The major problem in electricity industry is to meet volatile demand with a supply which necessitates considerable amount of fixed cost. In a stable, undistorted market, investors' risk premium is lower than in a market characterized by high regulatory and political risk. This argument shows that, without poorly structured regulation, the risks born by several supply and demand shocks can be eliminated by market mechanisms. Parallel to this, political considerations favoring some part of the community and isolating customers from what happens on the production side, might cause a big failure.This argument were tested in the summer of 2000. In those hot days, wholesale electricity prices in California were 500% higher than the same season before new regulatory system. This price peak was a surprise and called into question whether electricity restructuring would bring the benefits of competition promised to consumer.
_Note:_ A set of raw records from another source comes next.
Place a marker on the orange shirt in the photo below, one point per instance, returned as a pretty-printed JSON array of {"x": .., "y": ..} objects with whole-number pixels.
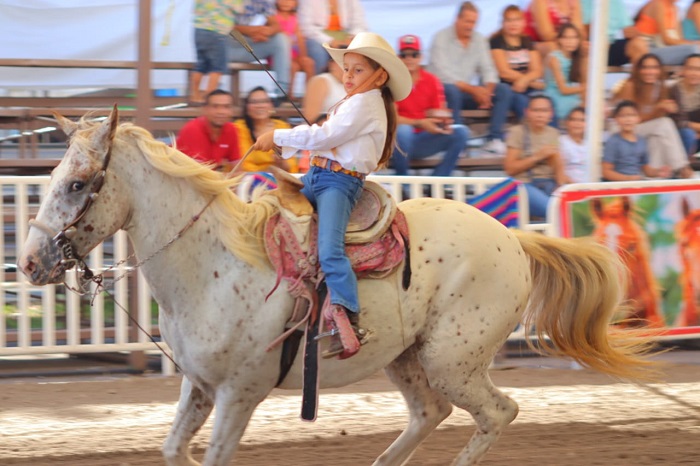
[
  {"x": 647, "y": 24},
  {"x": 334, "y": 23}
]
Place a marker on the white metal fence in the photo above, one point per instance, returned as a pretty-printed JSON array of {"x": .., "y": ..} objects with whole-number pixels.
[{"x": 52, "y": 319}]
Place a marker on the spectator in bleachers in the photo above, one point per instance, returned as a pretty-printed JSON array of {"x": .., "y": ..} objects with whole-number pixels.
[
  {"x": 212, "y": 23},
  {"x": 287, "y": 18},
  {"x": 626, "y": 43},
  {"x": 646, "y": 88},
  {"x": 572, "y": 148},
  {"x": 544, "y": 18},
  {"x": 324, "y": 90},
  {"x": 565, "y": 72},
  {"x": 691, "y": 22},
  {"x": 211, "y": 138},
  {"x": 421, "y": 130},
  {"x": 459, "y": 55},
  {"x": 658, "y": 22},
  {"x": 335, "y": 22},
  {"x": 267, "y": 40},
  {"x": 533, "y": 154},
  {"x": 516, "y": 60},
  {"x": 625, "y": 157},
  {"x": 257, "y": 119},
  {"x": 686, "y": 94}
]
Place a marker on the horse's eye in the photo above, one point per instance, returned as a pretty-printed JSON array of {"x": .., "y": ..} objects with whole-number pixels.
[{"x": 76, "y": 187}]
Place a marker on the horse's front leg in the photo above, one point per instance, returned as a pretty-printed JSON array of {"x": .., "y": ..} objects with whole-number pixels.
[
  {"x": 193, "y": 409},
  {"x": 234, "y": 408}
]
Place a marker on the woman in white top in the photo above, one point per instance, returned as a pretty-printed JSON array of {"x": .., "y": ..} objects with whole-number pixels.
[
  {"x": 334, "y": 22},
  {"x": 572, "y": 149},
  {"x": 323, "y": 91}
]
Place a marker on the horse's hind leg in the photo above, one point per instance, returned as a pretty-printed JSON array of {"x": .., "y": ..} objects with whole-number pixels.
[
  {"x": 492, "y": 410},
  {"x": 427, "y": 408},
  {"x": 193, "y": 409}
]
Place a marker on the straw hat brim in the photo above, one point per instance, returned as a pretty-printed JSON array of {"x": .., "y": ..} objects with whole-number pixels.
[{"x": 399, "y": 83}]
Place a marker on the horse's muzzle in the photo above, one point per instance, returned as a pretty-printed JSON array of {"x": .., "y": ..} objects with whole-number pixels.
[{"x": 43, "y": 266}]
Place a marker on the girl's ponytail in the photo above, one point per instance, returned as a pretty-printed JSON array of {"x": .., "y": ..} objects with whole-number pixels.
[{"x": 392, "y": 121}]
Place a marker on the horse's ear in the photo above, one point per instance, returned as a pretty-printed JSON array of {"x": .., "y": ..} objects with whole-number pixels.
[
  {"x": 626, "y": 206},
  {"x": 66, "y": 125},
  {"x": 597, "y": 207},
  {"x": 685, "y": 206},
  {"x": 105, "y": 133}
]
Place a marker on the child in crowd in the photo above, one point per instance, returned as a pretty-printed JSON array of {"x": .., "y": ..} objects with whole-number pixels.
[
  {"x": 287, "y": 19},
  {"x": 625, "y": 156},
  {"x": 356, "y": 139},
  {"x": 565, "y": 72},
  {"x": 571, "y": 147}
]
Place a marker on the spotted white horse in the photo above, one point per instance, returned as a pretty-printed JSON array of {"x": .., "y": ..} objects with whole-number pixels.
[{"x": 472, "y": 282}]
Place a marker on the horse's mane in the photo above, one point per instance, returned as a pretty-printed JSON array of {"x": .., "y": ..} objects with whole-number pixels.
[{"x": 241, "y": 224}]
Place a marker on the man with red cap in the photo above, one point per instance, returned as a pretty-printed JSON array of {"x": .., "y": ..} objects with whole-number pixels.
[{"x": 425, "y": 124}]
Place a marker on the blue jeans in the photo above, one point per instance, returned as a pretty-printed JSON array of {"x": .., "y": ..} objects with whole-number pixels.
[
  {"x": 334, "y": 195},
  {"x": 316, "y": 51},
  {"x": 538, "y": 198},
  {"x": 423, "y": 144},
  {"x": 278, "y": 48},
  {"x": 689, "y": 138},
  {"x": 502, "y": 101}
]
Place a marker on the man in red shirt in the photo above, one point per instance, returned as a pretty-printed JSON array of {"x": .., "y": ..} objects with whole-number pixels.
[
  {"x": 425, "y": 123},
  {"x": 212, "y": 138}
]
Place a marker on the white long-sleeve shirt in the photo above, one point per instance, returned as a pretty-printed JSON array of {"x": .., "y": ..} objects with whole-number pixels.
[
  {"x": 354, "y": 135},
  {"x": 313, "y": 18}
]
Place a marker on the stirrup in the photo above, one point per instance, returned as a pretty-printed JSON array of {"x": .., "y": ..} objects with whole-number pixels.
[{"x": 347, "y": 343}]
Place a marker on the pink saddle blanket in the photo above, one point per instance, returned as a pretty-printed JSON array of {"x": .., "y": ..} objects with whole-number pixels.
[{"x": 370, "y": 260}]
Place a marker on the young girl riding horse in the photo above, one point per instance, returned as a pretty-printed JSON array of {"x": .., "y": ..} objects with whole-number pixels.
[{"x": 357, "y": 138}]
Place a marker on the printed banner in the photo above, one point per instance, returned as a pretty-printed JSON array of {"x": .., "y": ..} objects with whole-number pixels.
[{"x": 656, "y": 232}]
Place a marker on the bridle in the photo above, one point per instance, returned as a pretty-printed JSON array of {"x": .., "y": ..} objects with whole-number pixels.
[{"x": 63, "y": 239}]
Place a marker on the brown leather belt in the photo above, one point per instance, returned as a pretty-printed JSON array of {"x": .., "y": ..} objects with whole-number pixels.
[{"x": 332, "y": 165}]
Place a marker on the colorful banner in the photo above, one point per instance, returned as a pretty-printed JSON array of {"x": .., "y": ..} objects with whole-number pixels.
[{"x": 655, "y": 228}]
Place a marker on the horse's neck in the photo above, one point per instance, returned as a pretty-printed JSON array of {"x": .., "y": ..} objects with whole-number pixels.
[{"x": 162, "y": 206}]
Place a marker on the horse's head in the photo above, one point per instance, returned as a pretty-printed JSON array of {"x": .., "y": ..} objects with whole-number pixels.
[{"x": 83, "y": 206}]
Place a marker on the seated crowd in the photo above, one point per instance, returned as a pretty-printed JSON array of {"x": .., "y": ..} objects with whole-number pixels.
[{"x": 534, "y": 67}]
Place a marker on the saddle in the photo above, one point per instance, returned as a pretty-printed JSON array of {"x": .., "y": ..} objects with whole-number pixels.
[{"x": 375, "y": 242}]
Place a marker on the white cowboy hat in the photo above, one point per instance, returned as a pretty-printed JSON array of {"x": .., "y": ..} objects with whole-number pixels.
[{"x": 375, "y": 47}]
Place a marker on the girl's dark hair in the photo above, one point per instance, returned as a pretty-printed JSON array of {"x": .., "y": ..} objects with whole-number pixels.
[
  {"x": 574, "y": 110},
  {"x": 540, "y": 96},
  {"x": 576, "y": 70},
  {"x": 624, "y": 104},
  {"x": 506, "y": 10},
  {"x": 692, "y": 55},
  {"x": 391, "y": 118},
  {"x": 246, "y": 116},
  {"x": 636, "y": 79}
]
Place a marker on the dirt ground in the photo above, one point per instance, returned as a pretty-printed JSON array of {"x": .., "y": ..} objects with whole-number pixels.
[{"x": 567, "y": 417}]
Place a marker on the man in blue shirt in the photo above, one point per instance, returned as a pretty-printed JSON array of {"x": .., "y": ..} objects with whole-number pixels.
[
  {"x": 626, "y": 43},
  {"x": 255, "y": 19}
]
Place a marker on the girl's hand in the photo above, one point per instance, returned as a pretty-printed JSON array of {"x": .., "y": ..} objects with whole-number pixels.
[{"x": 265, "y": 141}]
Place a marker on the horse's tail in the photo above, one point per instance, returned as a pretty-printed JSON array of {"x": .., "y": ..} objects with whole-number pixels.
[{"x": 577, "y": 287}]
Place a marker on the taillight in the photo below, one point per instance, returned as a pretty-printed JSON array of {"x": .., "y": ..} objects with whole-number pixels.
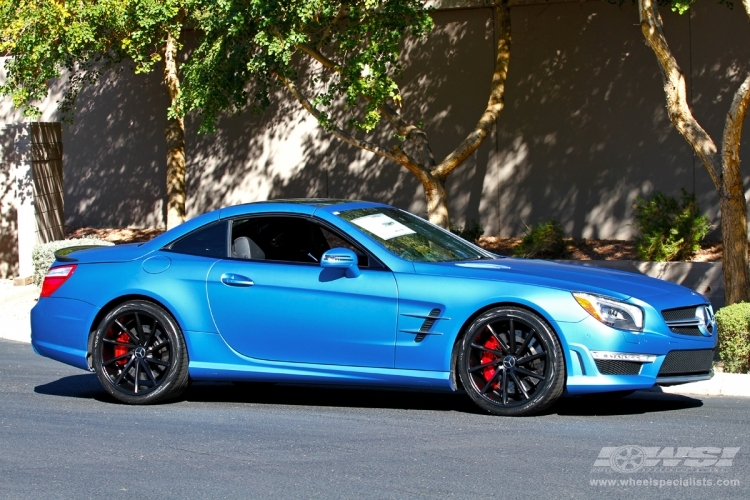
[{"x": 55, "y": 278}]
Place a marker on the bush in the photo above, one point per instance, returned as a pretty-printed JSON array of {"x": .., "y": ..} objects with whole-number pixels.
[
  {"x": 543, "y": 240},
  {"x": 669, "y": 230},
  {"x": 470, "y": 232},
  {"x": 43, "y": 255},
  {"x": 734, "y": 337}
]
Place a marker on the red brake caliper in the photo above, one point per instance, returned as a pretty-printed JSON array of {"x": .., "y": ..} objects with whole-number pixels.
[
  {"x": 121, "y": 350},
  {"x": 488, "y": 357}
]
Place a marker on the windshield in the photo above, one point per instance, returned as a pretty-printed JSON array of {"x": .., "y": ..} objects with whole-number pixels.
[{"x": 409, "y": 237}]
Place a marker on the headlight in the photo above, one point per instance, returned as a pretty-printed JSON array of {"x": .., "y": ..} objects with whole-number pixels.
[{"x": 611, "y": 312}]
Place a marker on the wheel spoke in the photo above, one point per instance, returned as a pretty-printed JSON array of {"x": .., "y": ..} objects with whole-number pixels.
[
  {"x": 491, "y": 381},
  {"x": 486, "y": 365},
  {"x": 499, "y": 340},
  {"x": 139, "y": 328},
  {"x": 505, "y": 387},
  {"x": 137, "y": 375},
  {"x": 123, "y": 372},
  {"x": 526, "y": 341},
  {"x": 156, "y": 361},
  {"x": 529, "y": 374},
  {"x": 148, "y": 371},
  {"x": 519, "y": 385},
  {"x": 118, "y": 358},
  {"x": 158, "y": 347},
  {"x": 529, "y": 359},
  {"x": 485, "y": 349},
  {"x": 125, "y": 330},
  {"x": 124, "y": 344}
]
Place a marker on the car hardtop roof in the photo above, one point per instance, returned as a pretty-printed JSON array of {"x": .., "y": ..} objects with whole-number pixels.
[{"x": 320, "y": 202}]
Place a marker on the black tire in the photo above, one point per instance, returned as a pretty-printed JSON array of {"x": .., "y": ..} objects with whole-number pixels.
[
  {"x": 511, "y": 374},
  {"x": 139, "y": 354}
]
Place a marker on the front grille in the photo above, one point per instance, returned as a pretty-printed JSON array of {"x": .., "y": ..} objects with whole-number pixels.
[
  {"x": 685, "y": 321},
  {"x": 680, "y": 314},
  {"x": 687, "y": 330},
  {"x": 687, "y": 362},
  {"x": 617, "y": 367}
]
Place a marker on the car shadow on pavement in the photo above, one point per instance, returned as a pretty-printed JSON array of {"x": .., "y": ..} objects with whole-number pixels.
[
  {"x": 329, "y": 396},
  {"x": 86, "y": 386}
]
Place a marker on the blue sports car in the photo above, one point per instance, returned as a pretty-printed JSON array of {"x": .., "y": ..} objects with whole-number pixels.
[{"x": 345, "y": 292}]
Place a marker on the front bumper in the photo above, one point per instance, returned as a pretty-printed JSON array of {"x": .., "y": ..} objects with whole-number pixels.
[{"x": 666, "y": 358}]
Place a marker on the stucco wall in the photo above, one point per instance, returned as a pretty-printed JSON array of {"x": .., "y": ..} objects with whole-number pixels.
[{"x": 583, "y": 133}]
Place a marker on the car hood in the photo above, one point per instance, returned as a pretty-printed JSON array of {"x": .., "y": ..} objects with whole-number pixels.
[{"x": 570, "y": 277}]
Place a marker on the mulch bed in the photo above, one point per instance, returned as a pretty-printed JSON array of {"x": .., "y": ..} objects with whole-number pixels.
[{"x": 578, "y": 248}]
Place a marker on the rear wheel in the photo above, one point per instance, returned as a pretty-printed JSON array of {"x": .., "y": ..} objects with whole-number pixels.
[
  {"x": 139, "y": 354},
  {"x": 510, "y": 362}
]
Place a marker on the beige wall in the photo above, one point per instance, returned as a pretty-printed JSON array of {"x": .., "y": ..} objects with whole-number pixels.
[{"x": 584, "y": 131}]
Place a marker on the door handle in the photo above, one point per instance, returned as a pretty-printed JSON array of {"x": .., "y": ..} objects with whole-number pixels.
[{"x": 232, "y": 279}]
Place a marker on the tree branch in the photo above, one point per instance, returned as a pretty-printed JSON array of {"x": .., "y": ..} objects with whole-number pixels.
[
  {"x": 496, "y": 102},
  {"x": 336, "y": 130},
  {"x": 676, "y": 94}
]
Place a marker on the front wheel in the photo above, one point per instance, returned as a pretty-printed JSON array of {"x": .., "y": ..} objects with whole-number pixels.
[
  {"x": 511, "y": 363},
  {"x": 139, "y": 354}
]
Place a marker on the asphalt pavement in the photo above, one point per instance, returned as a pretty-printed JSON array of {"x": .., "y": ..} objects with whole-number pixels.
[
  {"x": 17, "y": 301},
  {"x": 62, "y": 436}
]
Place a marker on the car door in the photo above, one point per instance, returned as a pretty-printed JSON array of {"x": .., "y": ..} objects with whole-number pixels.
[{"x": 273, "y": 301}]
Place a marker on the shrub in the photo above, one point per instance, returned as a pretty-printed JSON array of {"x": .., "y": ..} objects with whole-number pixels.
[
  {"x": 734, "y": 337},
  {"x": 470, "y": 232},
  {"x": 543, "y": 240},
  {"x": 43, "y": 255},
  {"x": 668, "y": 229}
]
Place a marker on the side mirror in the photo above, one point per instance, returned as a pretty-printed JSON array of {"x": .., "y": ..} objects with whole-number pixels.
[{"x": 341, "y": 258}]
This difficulty not also threatened the US but also the other renovations of electricity regulation of other countries. On the other side of the ocean, Turkey is a country which is on the edge of deep revolutions in electricity. It may be considered that there are a lot of lessons to be taken from California Electricity Crisis for developing countries like Turkey. But it should be an apple-orange comparison without noticing different circumstances of California and Turkey. In this paper it is aimed to examine the conditions that mainly effectuate California Crisis and to evaluate those conditions for Turkey.Comparison of the electricity industry before the new regulatory system in California and Turkey's position today is given firstly. Later the regulatory systems adopted by California and Turkey are analyzed. Non-economic factors are examined in third part. Fourth part is about regulatory decisions which caused crisis. Finally, the lessons drew from the crisis for Turkish electricity industry are summarized.